I20200727-20:06:43.376(0) server.js:204 API ➔ debug POST: /api/v1/method.callAnon/login I20200727-20:06:43.397(0) Failed login detected - Username[unknown] ClientAddress[72.134.165.246] ForwardedFor[72.134.165.246] XRealIp[72.134.165.246] UserAgent[Mozilla/5.0 (Macintosh; Intel Mac OS X 10_15_5) AppleWebKit/537.36 (KHTML, like Gecko) Chrome/83.0.4103.116 Safari/537.36]

 I20200727-20:06:43.402(0) server.js:204 API ➔ debug Success {   statusCode: 200,   body: {     message: '{"msg":"result","id":"1","error":{"isClientSafe":true,"error":145546287,"reason":"No matching login attempt found","message":"No matching login attempt found [145546287]","errorType":"Meteor.Error"}}',     success: true   } } 

[y377]

Two RC are used to test OAuth login, but an error is reported

me too
If a user only registers server a, uses mailbox aaa@mail.com, and then OAuth logs in to server B, the problem is that the two server administrator accounts use the same mailbox, the above error will appear, and the administrator account cannot log in again. This is a bug

[daniel-illi]

I see the same bug with a different oauth2 provider (custom oauth).

same bug: #18255, #17307

[aforsythe]

Is there any reaction to this? This is a show stopper for us. Users simply can't login.

[andyedinborough]

I've been manually updating the user records in Mongo to mitigate this. 😒

[tofr]

Thank you @aforsythe. This is a big problem. We have reproduced this behavior repeatedly, as we doubly- and triply-checked to make sure we had not configured something incorrectly.
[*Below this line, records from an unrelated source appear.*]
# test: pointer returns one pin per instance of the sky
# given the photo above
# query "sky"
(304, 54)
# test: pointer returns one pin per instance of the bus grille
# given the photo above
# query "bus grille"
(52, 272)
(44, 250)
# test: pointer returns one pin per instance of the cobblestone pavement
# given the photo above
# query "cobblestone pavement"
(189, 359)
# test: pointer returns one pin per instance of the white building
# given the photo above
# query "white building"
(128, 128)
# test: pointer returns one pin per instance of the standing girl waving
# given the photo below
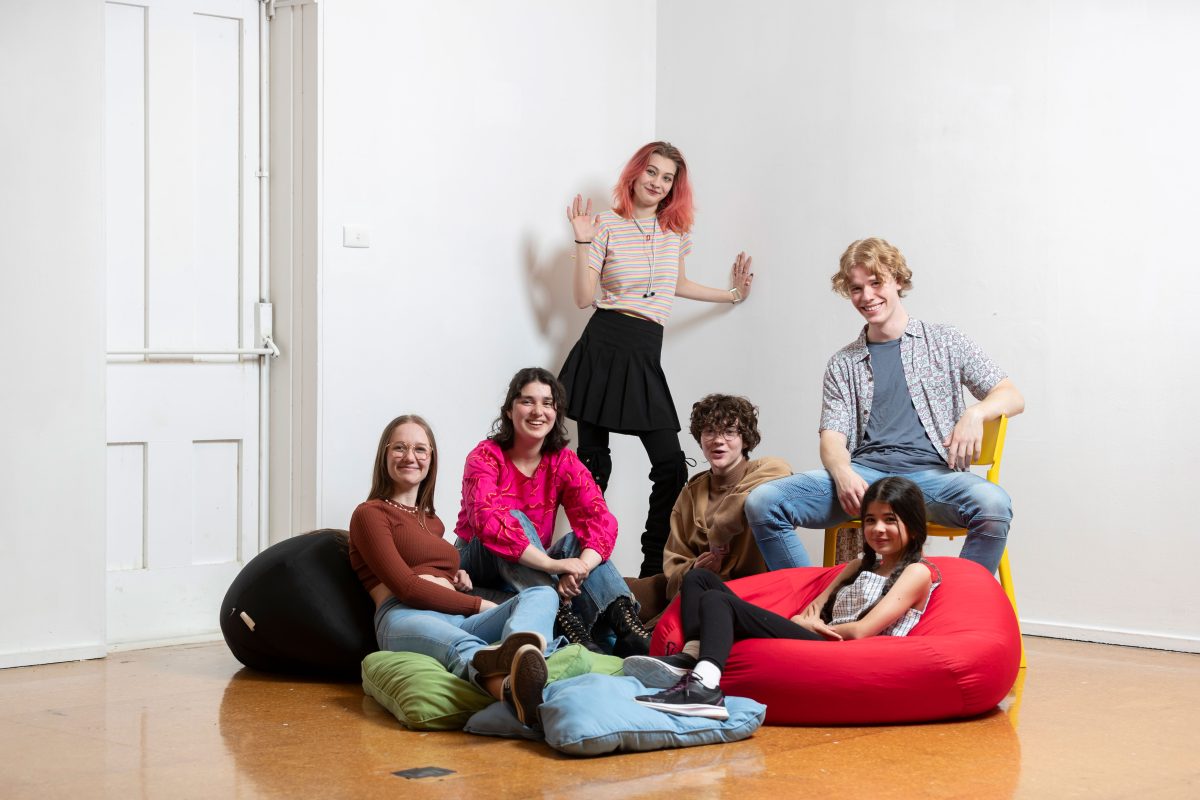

It is exactly as described above. (Except that we are using OAuth2 with google.)

Seems OAuth2 should not be advertised as something RC can do, when it in fact cannot. Other features are flagged as "beta" in the settings panel. Perhaps this one should be as well?

Any idea on timeline of resolution?

[aforsythe]

@tofr This is exceedingly frustrating. The rocketchat team even gave specific instructions on how to set this up with my provider (auth0) here https://forums.rocket.chat/t/anyone-auth0-sso-experience/2060/8

I'm wondering if SAML might work better but frankly I don't know where to start to set that up.

[adraut]

Workaround

db.users.update(
  {
      _id: '{Affected_User_Id_Or_Omit_For_All}',
    },
    {
      $set: {
        requirePasswordChange: false
      }
    }
);

[aforsythe]

@adraut Sorry but how does one go about implementing this workaround?

[pierre-lehnen-rc]

Is the error still present on the latest version of Rocket.Chat? I've tested it with multiple OAuths (Including Auth0) but I was unable to replicate it.

[aforsythe]

@pierre-lehnen-rc I'm on 3.6.2 because that's what appears to be in the snap channel.. Issue still exists in 3.6.2.

User attempts to login 1st time, gets thrown back to login screen with no message, attempts to login 2nd time and recieves "This email has already been used and has not been verified. Please change your password. Type your new password"

[aforsythe]

@pierre-lehnen-rc when can we expect 3.7 to be in the snap channel so I can check that?

[andyedinborough]

I was just able to reproduce this on version 3.7.1.

[aforsythe]

@pierre-lehnen-rc Any updates? Seems like others can reproduce on the latest version.